Please advise on what i can do to outlier before i Creating A Linear Regression Model

I want to run a linear model so I visualize the outliers of a trade by creating a boxplot. Which shows that there are outliers in the variable. There are multiple outliers visible as individual points above the upper whisker of the box plot. • The box plot shows a right-skewed (positively skewed) distribution for the trade variable, as evidenced by:
• The median line (thick horizontal line inside the box) is closer to the bottom of the box.
• The upper whisker is longer than the lower whisker.
• The presence of high outliers.
• Central Tendency: The median appears to be around 50 units on the trade scale.
• Spread: The interquartile range (represented by the height of the box) spans from approximately 35 to 70 units on the trade scale.
• Range: Excluding outliers, the data ranges from about 10 (lower whisker) to 100 (upper whisker) on the trade scale.
• Outlier Magnitude: Some outliers extend beyond 120 on the trade scale, which is significantly higher than the upper quartile.

• coefficient <- cor.test(d$gdp, d$trade)
• > coefficient$estimate
• cor
• 0.2357552
• > plot <- d %>%
• + ggplot(aes(trade, trade)) +
• + geom_boxplot()

Usually, you should not do anything to points that are outside the whiskers of a box plot. Unless you have a specific reason to exclude a data point you should keep it. The whiskers do not mark the limits of possible data, they mark the likely extent of a small normally distributed data set. If the data have a lot of skew, or if it is a very large data set, points beyond the whiskers are to be expected.

An adequate reason to exclude a data point is that it is physically impossible or very unlikely. For example, if the height of a person is recorded as a negative number or as 5 meters, it would be reasonable to exclude the value. Another example would be measuring a voltage, then checking the meter calibration and finding that it is not working properly.

2 Likes

I don't see the issue with RStudio, but anyway ...

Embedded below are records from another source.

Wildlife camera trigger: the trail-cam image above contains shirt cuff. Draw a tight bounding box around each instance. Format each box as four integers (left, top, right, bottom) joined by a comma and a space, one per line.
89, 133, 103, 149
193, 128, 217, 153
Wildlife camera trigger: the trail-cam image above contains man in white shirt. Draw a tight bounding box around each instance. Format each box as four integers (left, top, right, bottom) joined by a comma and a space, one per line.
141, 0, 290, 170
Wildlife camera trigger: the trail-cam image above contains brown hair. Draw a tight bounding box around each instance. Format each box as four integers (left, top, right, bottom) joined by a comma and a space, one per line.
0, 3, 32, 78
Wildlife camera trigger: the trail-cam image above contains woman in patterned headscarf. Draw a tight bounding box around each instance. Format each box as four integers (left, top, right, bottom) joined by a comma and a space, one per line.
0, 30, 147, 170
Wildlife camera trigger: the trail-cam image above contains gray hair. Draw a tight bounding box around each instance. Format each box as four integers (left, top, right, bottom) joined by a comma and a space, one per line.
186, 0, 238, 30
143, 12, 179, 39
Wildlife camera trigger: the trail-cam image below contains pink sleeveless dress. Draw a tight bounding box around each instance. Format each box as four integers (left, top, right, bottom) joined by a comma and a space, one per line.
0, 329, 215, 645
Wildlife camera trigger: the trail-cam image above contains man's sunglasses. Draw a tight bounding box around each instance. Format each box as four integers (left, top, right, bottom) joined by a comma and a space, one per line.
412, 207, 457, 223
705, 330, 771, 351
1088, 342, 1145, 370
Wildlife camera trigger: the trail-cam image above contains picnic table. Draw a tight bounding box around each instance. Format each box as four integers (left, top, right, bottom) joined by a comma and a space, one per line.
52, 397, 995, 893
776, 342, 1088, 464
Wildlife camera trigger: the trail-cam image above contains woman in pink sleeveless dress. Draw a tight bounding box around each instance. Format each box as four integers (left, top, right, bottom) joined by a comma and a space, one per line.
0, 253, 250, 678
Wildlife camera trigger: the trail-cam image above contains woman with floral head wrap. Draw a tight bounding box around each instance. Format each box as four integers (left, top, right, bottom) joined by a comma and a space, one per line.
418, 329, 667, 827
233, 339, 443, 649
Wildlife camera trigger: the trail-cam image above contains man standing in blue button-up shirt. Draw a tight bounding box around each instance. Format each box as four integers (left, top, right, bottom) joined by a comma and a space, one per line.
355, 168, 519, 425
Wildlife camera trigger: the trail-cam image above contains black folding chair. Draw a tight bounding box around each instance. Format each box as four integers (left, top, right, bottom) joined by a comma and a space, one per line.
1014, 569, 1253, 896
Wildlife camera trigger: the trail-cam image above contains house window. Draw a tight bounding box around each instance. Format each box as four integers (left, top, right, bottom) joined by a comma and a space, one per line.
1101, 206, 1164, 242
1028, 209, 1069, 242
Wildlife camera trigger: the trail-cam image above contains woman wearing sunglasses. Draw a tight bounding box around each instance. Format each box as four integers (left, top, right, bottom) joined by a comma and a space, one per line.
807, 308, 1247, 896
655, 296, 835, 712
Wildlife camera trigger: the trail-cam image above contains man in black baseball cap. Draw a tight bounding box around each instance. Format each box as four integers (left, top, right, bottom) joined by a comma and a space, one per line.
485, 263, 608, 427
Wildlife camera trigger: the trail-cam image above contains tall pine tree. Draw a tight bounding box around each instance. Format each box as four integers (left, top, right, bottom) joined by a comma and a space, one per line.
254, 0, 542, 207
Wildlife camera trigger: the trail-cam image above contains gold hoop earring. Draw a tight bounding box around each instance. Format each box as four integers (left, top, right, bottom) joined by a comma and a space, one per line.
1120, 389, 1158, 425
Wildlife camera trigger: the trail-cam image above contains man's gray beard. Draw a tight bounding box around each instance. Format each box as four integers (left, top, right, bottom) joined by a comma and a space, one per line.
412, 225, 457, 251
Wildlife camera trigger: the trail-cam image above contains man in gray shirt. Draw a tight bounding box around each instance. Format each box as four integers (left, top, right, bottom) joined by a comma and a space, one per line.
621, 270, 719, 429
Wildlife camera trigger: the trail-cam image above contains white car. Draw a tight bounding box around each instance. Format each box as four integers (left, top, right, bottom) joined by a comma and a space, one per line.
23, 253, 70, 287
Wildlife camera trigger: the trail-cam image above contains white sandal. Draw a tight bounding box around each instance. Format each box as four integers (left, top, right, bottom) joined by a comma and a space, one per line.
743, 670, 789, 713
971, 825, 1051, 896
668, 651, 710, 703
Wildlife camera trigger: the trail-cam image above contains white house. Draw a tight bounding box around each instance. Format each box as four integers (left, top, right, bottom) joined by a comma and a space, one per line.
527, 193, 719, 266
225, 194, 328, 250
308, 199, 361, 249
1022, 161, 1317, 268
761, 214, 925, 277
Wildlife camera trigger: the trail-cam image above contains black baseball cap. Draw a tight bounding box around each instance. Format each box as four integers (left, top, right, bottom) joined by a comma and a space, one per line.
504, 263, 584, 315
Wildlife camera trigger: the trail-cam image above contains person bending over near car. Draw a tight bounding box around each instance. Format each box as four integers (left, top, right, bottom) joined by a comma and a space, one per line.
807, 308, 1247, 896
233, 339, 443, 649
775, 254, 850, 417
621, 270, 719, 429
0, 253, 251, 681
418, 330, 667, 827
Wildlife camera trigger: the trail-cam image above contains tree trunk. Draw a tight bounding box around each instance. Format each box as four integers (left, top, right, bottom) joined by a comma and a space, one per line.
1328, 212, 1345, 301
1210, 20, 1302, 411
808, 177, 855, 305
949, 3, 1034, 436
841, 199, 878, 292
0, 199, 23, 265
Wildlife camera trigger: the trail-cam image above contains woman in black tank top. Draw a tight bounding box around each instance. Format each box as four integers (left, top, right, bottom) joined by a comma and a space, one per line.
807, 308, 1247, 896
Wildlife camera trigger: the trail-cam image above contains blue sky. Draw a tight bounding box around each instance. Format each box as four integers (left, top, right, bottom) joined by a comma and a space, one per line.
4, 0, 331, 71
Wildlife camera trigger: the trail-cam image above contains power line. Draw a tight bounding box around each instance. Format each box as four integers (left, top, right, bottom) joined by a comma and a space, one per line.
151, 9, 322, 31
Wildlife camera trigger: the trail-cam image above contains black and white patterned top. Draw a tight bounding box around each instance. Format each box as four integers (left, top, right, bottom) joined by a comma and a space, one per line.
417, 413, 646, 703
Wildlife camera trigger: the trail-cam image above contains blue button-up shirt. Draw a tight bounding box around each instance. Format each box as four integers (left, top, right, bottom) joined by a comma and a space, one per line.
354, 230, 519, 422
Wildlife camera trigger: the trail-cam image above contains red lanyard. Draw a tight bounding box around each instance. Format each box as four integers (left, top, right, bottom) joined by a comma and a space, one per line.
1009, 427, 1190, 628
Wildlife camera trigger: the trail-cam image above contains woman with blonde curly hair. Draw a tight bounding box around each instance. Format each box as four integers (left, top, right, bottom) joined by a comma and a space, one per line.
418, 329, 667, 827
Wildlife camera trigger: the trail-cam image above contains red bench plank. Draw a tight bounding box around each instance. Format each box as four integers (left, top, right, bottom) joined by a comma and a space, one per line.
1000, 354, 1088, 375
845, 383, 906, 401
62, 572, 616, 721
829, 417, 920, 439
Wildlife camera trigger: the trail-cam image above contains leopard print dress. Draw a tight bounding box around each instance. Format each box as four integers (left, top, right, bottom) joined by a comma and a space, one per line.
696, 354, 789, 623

note that in (pearson) correlation analysis, which is not exactly the same thing as linear regression, both variables should follow a normal distribution, which does not seem to be the case here. I'm also not sure that we can talk about outliers in correlation analysis, as @FJCC said.

However, in linear regression analysis, for instance with lm(), the fit residuals should follow a normal distribution and, in that case, residuals that are very unlikely (let's say 1 % or even less) could be flagged as outliers if the fitted model and the weighting of the observations are trustworthy.